本質への昇華

DXを進める。まずはできることから素早く成果を出したい。いい動きだ。
目の前にあるペインポイントに着目して、ミクロに解決していく。
素早く解決できると楽しい。でも、ジャンプしたければ、次の一手が不可欠だ。
幾つか成果を上げたら、腰を据えてしっかりと現場に向き合ってみるのが良い。

建築や土木の現場でDXをやるとしたら、一番最初にすべきことは関係者の整理だ。
上空から見て、施工前から施工中、さらには施工後までの間に関わる人を特定する。
その仕事を頼んだ施主。それを受けた施工主。施工主が雇う専門業社。まだある。
現場で働く人だ。老若男女、様々な役割を担う人がいる。かなり多様だろう。

それだけではない。現場を見ている人がいる。聞いている人がいる。

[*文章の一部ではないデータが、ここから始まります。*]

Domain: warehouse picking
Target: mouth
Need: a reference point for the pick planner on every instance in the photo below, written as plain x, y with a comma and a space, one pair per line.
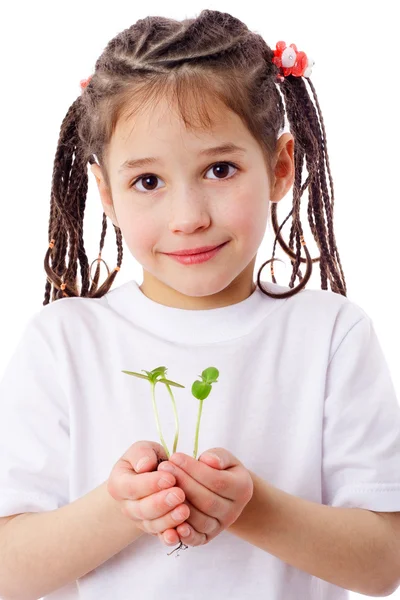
195, 251
199, 257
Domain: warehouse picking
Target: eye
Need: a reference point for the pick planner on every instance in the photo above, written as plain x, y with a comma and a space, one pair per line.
150, 178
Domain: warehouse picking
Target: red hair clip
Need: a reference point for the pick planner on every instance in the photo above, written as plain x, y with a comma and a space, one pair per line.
292, 62
85, 82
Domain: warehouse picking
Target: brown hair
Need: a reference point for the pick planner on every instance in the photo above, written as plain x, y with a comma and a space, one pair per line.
158, 56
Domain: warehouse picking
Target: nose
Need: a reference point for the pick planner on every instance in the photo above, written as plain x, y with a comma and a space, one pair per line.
189, 211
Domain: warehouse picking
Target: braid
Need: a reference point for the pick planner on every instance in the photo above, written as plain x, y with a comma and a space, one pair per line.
67, 207
310, 145
213, 57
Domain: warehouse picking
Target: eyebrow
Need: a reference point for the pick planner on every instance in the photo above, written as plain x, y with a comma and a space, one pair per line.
227, 148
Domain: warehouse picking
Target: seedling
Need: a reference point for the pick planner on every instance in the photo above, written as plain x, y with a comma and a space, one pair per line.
155, 376
200, 390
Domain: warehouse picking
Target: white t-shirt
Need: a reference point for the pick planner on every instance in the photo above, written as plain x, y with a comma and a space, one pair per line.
304, 399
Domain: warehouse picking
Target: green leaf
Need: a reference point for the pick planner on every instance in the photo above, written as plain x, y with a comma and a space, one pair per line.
169, 382
201, 390
159, 371
210, 375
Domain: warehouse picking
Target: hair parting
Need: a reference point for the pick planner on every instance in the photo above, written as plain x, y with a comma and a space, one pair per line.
195, 63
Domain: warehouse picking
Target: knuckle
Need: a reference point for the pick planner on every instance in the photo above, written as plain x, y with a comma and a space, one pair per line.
220, 484
210, 525
149, 526
212, 504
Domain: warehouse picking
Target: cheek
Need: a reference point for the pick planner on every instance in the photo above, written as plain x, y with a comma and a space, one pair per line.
249, 219
140, 233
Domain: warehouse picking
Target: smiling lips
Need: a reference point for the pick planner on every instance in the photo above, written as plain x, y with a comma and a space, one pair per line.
191, 259
191, 251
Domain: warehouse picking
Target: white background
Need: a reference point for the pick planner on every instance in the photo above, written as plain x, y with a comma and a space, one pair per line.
47, 48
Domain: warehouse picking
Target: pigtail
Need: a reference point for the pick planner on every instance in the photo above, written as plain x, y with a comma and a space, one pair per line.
307, 128
67, 207
194, 62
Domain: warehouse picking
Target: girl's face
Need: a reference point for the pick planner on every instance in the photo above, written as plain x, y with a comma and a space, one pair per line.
186, 196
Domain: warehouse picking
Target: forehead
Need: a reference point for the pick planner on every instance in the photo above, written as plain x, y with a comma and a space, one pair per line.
165, 123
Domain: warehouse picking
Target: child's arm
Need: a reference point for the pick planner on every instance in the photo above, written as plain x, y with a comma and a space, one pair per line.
56, 547
350, 547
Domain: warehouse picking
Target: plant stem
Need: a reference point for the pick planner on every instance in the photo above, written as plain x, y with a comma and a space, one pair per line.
196, 441
176, 420
157, 419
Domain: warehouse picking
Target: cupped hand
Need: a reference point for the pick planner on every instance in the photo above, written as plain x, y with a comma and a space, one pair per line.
216, 492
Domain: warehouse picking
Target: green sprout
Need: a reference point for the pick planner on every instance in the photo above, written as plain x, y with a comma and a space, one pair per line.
200, 390
155, 376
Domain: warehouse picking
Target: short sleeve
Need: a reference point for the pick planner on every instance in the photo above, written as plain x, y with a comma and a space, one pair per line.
361, 431
34, 427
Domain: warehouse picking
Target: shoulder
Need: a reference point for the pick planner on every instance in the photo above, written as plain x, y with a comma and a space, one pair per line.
322, 304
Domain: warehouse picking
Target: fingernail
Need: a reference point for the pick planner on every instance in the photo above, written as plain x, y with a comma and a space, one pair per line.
166, 467
172, 499
143, 461
213, 456
164, 483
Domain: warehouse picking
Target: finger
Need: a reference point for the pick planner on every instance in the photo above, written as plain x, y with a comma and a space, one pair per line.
219, 458
169, 537
157, 505
192, 537
128, 485
145, 456
221, 482
204, 527
200, 496
166, 522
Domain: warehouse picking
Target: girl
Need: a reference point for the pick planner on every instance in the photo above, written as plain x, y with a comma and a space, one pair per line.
182, 124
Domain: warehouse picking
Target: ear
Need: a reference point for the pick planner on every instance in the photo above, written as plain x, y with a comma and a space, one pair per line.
283, 168
105, 193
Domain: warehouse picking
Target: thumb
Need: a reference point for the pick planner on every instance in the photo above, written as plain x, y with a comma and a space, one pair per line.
145, 456
218, 458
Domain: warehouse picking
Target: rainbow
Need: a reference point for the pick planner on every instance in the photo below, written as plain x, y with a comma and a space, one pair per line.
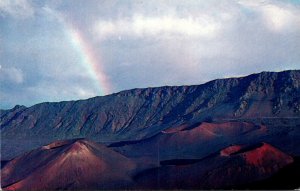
88, 58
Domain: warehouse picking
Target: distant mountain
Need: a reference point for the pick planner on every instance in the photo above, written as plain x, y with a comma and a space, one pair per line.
227, 133
138, 113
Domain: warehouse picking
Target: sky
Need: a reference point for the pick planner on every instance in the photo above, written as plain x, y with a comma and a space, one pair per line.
58, 50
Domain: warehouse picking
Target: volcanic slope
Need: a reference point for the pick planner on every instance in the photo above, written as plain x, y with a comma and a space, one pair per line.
82, 164
269, 98
71, 164
232, 166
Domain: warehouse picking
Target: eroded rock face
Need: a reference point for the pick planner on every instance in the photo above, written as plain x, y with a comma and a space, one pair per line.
150, 110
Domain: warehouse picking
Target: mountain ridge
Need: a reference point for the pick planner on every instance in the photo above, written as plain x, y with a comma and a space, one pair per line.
143, 112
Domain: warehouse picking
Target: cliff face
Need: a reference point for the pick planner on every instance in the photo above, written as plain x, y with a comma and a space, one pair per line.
134, 114
227, 133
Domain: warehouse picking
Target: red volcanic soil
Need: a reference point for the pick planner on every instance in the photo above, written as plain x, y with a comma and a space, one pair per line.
78, 164
230, 150
231, 166
266, 156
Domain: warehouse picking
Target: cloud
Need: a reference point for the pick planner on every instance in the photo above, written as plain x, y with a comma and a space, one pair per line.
140, 44
16, 8
11, 75
277, 17
165, 25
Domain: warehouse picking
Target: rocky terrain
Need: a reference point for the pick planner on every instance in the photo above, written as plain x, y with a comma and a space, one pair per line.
227, 133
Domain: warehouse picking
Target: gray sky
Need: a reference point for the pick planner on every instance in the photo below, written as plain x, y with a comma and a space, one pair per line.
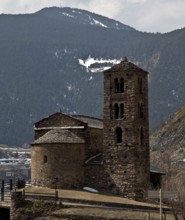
144, 15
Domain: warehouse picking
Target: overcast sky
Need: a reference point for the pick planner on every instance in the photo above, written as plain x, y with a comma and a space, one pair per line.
144, 15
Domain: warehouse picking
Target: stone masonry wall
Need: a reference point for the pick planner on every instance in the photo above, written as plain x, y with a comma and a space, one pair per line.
127, 163
64, 167
94, 140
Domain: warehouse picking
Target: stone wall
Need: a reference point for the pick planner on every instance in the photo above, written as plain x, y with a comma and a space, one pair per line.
58, 165
126, 161
56, 120
94, 140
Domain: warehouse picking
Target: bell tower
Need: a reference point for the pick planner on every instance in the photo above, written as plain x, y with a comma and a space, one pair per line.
126, 130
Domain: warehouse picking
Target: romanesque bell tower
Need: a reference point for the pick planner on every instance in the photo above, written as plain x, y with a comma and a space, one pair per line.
126, 130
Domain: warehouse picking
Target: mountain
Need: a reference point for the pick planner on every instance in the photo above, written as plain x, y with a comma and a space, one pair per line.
52, 61
168, 144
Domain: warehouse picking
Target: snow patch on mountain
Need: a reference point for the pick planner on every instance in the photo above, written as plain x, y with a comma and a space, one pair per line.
68, 15
90, 61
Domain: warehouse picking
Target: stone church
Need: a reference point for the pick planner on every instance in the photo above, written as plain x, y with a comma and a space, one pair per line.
110, 155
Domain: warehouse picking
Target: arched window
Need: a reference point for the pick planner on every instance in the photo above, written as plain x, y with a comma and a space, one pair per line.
45, 159
116, 111
121, 110
140, 110
141, 136
140, 85
116, 86
122, 85
118, 135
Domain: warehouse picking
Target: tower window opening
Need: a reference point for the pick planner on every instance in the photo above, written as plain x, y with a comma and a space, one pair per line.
140, 85
121, 110
141, 136
111, 112
116, 86
118, 135
140, 110
116, 111
45, 159
122, 85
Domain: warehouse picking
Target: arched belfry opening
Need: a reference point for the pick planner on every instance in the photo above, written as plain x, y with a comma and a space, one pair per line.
122, 85
126, 132
116, 85
118, 135
116, 111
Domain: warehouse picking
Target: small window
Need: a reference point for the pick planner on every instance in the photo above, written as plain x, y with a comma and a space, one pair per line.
121, 110
116, 111
140, 85
140, 110
116, 86
45, 159
118, 135
111, 111
141, 136
122, 85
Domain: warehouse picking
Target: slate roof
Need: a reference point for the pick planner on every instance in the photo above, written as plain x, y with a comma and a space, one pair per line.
98, 160
59, 136
91, 121
125, 65
154, 169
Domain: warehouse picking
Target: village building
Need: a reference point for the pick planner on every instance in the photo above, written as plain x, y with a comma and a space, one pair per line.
110, 155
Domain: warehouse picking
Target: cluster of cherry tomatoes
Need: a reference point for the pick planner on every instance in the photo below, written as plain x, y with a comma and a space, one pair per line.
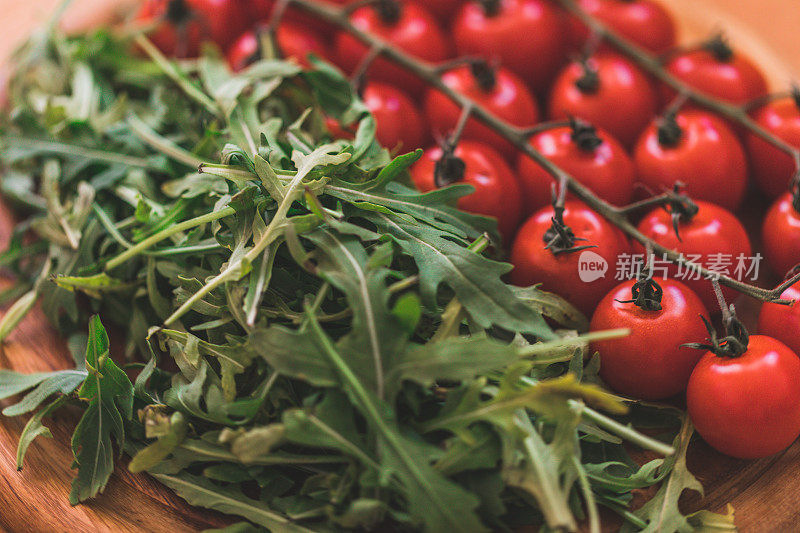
625, 136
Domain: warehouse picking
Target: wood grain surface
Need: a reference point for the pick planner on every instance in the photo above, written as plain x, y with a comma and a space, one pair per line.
765, 493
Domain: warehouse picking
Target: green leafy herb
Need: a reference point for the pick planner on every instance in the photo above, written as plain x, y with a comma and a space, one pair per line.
318, 346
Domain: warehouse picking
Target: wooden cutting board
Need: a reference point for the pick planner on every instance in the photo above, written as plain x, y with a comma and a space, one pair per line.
765, 493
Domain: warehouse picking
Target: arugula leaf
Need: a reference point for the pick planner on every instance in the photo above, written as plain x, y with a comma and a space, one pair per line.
109, 393
474, 278
34, 428
203, 493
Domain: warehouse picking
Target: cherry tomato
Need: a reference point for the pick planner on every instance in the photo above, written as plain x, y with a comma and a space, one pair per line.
607, 91
405, 25
292, 40
526, 36
398, 122
593, 157
501, 92
337, 130
443, 10
781, 235
747, 406
561, 272
719, 72
650, 363
496, 191
185, 24
782, 322
714, 238
772, 167
702, 152
643, 22
263, 9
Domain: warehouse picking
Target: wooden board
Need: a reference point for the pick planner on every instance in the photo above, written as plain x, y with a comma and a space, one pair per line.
765, 493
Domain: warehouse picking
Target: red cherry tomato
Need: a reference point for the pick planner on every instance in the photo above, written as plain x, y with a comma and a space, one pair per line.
595, 159
643, 22
773, 168
443, 10
526, 36
293, 41
781, 235
496, 191
620, 99
397, 120
263, 9
706, 156
747, 406
782, 322
561, 272
720, 73
405, 25
650, 363
714, 238
501, 92
185, 24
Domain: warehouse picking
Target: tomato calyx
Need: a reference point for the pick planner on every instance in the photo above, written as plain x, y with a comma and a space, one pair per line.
491, 8
668, 131
584, 135
484, 74
389, 11
718, 47
178, 13
646, 293
794, 92
732, 345
680, 207
449, 168
736, 339
589, 81
560, 238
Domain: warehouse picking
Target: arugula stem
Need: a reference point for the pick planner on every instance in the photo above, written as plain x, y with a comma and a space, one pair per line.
165, 146
588, 496
626, 432
431, 74
272, 232
547, 347
54, 147
167, 233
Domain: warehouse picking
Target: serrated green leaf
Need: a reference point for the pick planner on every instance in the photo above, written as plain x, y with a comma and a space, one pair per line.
202, 493
110, 395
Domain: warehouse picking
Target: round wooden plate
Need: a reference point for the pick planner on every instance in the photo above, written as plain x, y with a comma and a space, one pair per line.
764, 492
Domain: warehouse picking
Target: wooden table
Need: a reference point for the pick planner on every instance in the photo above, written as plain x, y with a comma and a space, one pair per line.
764, 493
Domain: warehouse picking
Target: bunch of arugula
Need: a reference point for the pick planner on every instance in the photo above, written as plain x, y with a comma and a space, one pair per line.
326, 348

嗅いでいる人がいる。
要は、周辺の住民だ。現場というのは日常にない作業をやる場所だ。異常を混ぜる。
その異常がもたらす影響を最小限にする必要がある。分散させて、時間を選んでやる。
作業に没頭するとついつい忘れる。でも関係者すべての嬉しさの総量を高くするのが大事だ。

つまり、現場DXの本質は、誰もが嬉しい現場だ。施主にとっては良いものを安く早くだ。
高い生産性で高品質の仕事を期待している。時間単価は高いかもしれないが、総コストは下がる。
施工主としては、いい人材が集まり、モチベーション高く高品質に作業を進めてくれることだ。
働き手も、肉体的な負荷が高くなく、自分の能力がみるみるうちに伸びていく現場は最高だ。

周辺住民には日常に異常が混じる量やインパクトを低減する。異常の元をなるべく少なくする。
異常が届かないように工夫する。工程の組み替えや現場と周辺環境の遮断など工夫がいる。
どんどんアイディアが出てくる。みんなが嬉しい現場という本質が言語化されたからだ。
実は関係者はまだいる。資材運搬業者、産廃業者。一度、本質に溢れる現場を描いてみたい。